An action-oriented answer might to the following. The enforcement action implied by this rule is to check the salesperson's credentials. The context for such a check might be just prior to the close of each sale, or perhaps upon an annual review of the salesperson's performance.
The business rule approach offers a distinctly different approach -- one based on events rather than actions. Logically (meaning based on the business logic), there are precise changes-in-state (i.e., events) where the sample rule needs to be tested, as follows.
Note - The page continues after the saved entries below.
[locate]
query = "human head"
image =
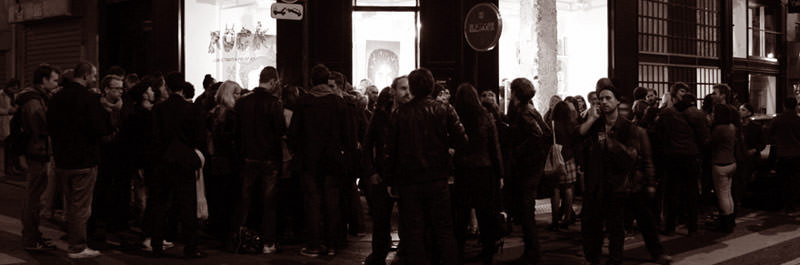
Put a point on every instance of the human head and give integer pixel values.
(420, 82)
(269, 78)
(401, 90)
(723, 94)
(228, 93)
(678, 89)
(46, 76)
(522, 91)
(112, 87)
(608, 98)
(320, 75)
(175, 82)
(441, 93)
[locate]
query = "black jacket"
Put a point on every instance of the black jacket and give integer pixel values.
(178, 129)
(418, 140)
(77, 122)
(260, 126)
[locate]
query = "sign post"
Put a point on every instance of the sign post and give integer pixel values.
(482, 27)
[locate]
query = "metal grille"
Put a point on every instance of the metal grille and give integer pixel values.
(661, 76)
(684, 27)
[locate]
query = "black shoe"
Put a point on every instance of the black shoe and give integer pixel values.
(197, 254)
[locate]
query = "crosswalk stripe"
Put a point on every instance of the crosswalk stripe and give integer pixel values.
(739, 246)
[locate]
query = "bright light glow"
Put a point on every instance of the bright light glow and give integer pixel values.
(380, 55)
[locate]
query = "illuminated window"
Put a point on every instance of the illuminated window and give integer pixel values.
(380, 55)
(230, 39)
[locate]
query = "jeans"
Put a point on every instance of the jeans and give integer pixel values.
(607, 209)
(259, 177)
(78, 190)
(427, 205)
(321, 199)
(682, 191)
(36, 184)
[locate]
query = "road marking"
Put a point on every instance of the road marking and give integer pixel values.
(739, 246)
(7, 259)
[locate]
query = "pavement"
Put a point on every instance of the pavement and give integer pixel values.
(760, 237)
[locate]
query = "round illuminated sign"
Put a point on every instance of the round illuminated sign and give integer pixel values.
(482, 27)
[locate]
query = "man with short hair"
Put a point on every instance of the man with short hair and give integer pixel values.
(35, 145)
(259, 128)
(178, 127)
(420, 134)
(77, 122)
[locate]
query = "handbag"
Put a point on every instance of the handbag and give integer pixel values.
(555, 164)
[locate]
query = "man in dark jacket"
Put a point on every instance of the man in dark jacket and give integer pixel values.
(260, 127)
(683, 132)
(420, 135)
(619, 172)
(77, 124)
(179, 131)
(317, 137)
(34, 143)
(784, 134)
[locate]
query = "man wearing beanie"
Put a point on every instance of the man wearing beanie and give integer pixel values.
(419, 136)
(619, 169)
(317, 137)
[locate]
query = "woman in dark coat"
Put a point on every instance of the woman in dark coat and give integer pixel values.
(478, 171)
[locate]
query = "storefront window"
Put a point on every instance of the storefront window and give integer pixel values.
(380, 55)
(582, 30)
(229, 39)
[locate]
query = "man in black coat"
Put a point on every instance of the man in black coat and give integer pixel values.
(179, 130)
By the way, these same three rule-test events could be produced by dozens of different processes -- but the rule applies to all of them equally.
- When a salesperson is indicated as selling a product.
- When a salesperson ceases to present a manufacturer.
- When a manufacturer ceases to produce a product.
Aside: Note that there is more than one test-rule event (actually three) where this rule needs to be evaluated. In general, analysis of any rule -- even very simple ones -- reveals at least two such test-rule events.
The business rule approach features an architecture with (at least) three primitives: action (process), event, and rule. These three primitives are mapped to each other as follows: action (process) -- event -- rule. This approach permits: (1) unifying any given rule across all such processes, (2) ensuring that the rule is enforced consistently across all the processes, and (3) simplifying the processes themselves.
Consider another rule, this time an inference rule: It-is-raining implies sidewalks-are-wet. This rule actually provides two pieces of logic, as follows:
- If a fact is asserted that it is raining, then the fact that the sidewalks are wet can be automatically asserted.
- If sidewalks are known to be not wet, then it can be deduced that it isn't raining.
Again, this rule clearly illustrates the general case that there are always two or more rule-test events relevant to the evaluation of any rule. The rule-test events relevant to this particular rule are:
- When raining is indicated.
- When sidewalks are not wet is indicated.
Here then is the big idea of the business rule approach. Given a rule and the rule-test event(s) relevant to that rule , the enforcement action(s) for the rule can be assumed -- that is, left to a rule engine.
What does this say about approaches that essentially view rules as preconditions and/or post-conditions (to actions)? The business rule approach shows it to be deeply flawed. Business logic parsed that way can never lead to business logic managed by the business side.
Achieving the business capabilities demanded today (e.g., mass-customization, real-time compliance, near-zero latency, etc.) requires that business logic be directly validated and altered by business-side workers as an on-going business activity. If action-oriented approaches were capable of producing such support, they already would have already done so. The problem is with the paradigm itself. Time for a seismic shift in how business logic is conceived and deployed!